One of the hardest parts of reconciling was realizing that I could not forgive him for the hurt he caused anyone else. I could only forgive him for the hurt he caused me. That was the only part I had any ownership over. I did it grudgingly. It was like I was climbing out of a ditch full of thorns. Every time I turned around to untangle myself from them, I got caught somewhere else. There was so much anger, so much blame, and so much hurt. I had finally gotten my arms over the top of the ditch. I was ready to pull myself out.

It was supposed to be a routine surgery. They were going to remove some arterial blockage. I stopped by the hospital on the way to a friend's birthday dinner. I gave him a cutesy "Get Well" card with a dog on it. I signed it, for the first time in over a decade, "Love."

The surgery was over and we were lighthearted. I gave him the card, he read it, and we joked and smiled. I said I would come back to see him tomorrow, and I left to go to dinner. As I walked out of the room, he said "I love you, baby." Maybe my signed "Love" had given him the courage to say words he'd been wanting to say for years? Maybe it was just a casual goodbye? It was the first time he had told me he loved me in my adult life, and it would be the last.

There were complications, and everything moved so quickly. By the time I made it back to the hospital, he was unconscious. We were given glimmers of hope. They had removed part of his intestines, but if blood started flowing, he could live.

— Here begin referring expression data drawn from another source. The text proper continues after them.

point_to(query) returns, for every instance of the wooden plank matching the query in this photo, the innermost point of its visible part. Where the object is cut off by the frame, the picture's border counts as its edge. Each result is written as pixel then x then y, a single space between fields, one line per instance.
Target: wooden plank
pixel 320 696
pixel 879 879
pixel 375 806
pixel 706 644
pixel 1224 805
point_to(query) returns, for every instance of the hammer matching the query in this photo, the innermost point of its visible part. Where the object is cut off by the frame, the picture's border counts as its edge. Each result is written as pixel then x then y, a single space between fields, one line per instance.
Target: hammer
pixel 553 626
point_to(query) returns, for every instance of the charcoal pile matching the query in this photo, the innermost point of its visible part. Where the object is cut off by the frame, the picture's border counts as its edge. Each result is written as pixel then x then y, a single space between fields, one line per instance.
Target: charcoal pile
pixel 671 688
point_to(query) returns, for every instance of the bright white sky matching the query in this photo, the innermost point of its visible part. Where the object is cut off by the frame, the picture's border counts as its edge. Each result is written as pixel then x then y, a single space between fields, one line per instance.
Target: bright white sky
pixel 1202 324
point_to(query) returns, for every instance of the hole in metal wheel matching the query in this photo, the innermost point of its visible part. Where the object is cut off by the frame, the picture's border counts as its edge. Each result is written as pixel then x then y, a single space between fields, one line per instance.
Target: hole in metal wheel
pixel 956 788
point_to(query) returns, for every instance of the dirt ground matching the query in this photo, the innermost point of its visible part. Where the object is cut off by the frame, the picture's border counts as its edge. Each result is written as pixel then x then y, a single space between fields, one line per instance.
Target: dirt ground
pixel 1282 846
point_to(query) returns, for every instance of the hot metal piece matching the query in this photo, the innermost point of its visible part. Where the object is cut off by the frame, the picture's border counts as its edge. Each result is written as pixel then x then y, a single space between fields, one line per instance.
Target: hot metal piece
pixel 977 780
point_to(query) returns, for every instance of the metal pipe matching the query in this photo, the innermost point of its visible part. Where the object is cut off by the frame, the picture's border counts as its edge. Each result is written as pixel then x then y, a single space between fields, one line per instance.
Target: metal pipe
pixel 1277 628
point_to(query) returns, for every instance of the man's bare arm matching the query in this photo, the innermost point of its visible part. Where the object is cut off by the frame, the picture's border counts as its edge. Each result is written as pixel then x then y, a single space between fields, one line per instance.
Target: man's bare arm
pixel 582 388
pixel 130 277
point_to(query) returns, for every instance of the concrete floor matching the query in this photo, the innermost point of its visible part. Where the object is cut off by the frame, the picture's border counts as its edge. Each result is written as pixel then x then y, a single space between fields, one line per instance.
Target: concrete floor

Pieces of his organs started failing slowly. The doctors started to refer to them, but not yet him, as "dead."

I was so angry, but I had no where to point it. Was I angry at myself for not climbing out of the ditch faster? Was I angry at him for putting me in it to begin with? Was I angry at the doctors who had apparently nicked an intestine during a routine surgery? Was I angry at my family whose abuse I could not forget and did not have the authority to forgive?

I was left alone with his body on a life support machine. I felt silly. He wasn't there.

It was clear that I was supposed to do something, to say something, to feel something. I sat next to his pale body and held his stiffening hand. "I'm sorry for hurting you, and I forgive you."

That was supposed to be the end of it, I think. Symbolically, that's what you do. But he wasn't there to hear it. I forgave a corpse, and I knew it.

It could have been much worse. I could have continued not talking to him. He could have died with me still at the bottom of that pit, still lying beneath the tangle of thorns, still seething. I think the thing that frustrates me most is that I was so close to the top. It didn't take a tragedy to repair our bonds. We were doing it slowly, cautiously, thorn-by-stubborn-thorn. We needed more time.

We needed more time, but we didn't have it. I try to tell myself that it was enough, but I'm not always sure.

I want to end this with something positive, some message to take away, some lesson. I don't have that. All I know is that life is short, memories can be long, and forgiveness can be hard.

3 comments:

  1. I am in tears but I expected that :'/ Forgiveness has never been an easy path for me but please know that I will keep this story in my heart to use as a step forward the next time I take that journey. Thank you for sharing!

    ReplyDelete
  2. I don't know what to say, I just have the urge to send a hug through
    this virtual space. Sometimes there is no solution or lesson, just
    truth, and you have courageously shared yours. I hope you are able to find peace with all of this eventually. It all sounds incredibly painful.

    ReplyDelete
  3. Your story hit home with me. I have the same problem with my father. His behavior towards my mom when she was passing away, and I can't forgive or forget. He lives far enough away that I don't have to think about it, and I hope that when he passes it brings peace to my life. He was never very present in my life, so how do you miss something that wasn't there? But still, your parents are supposed to be there forever. ....thank you for sharing. It can be a difficult journey this life.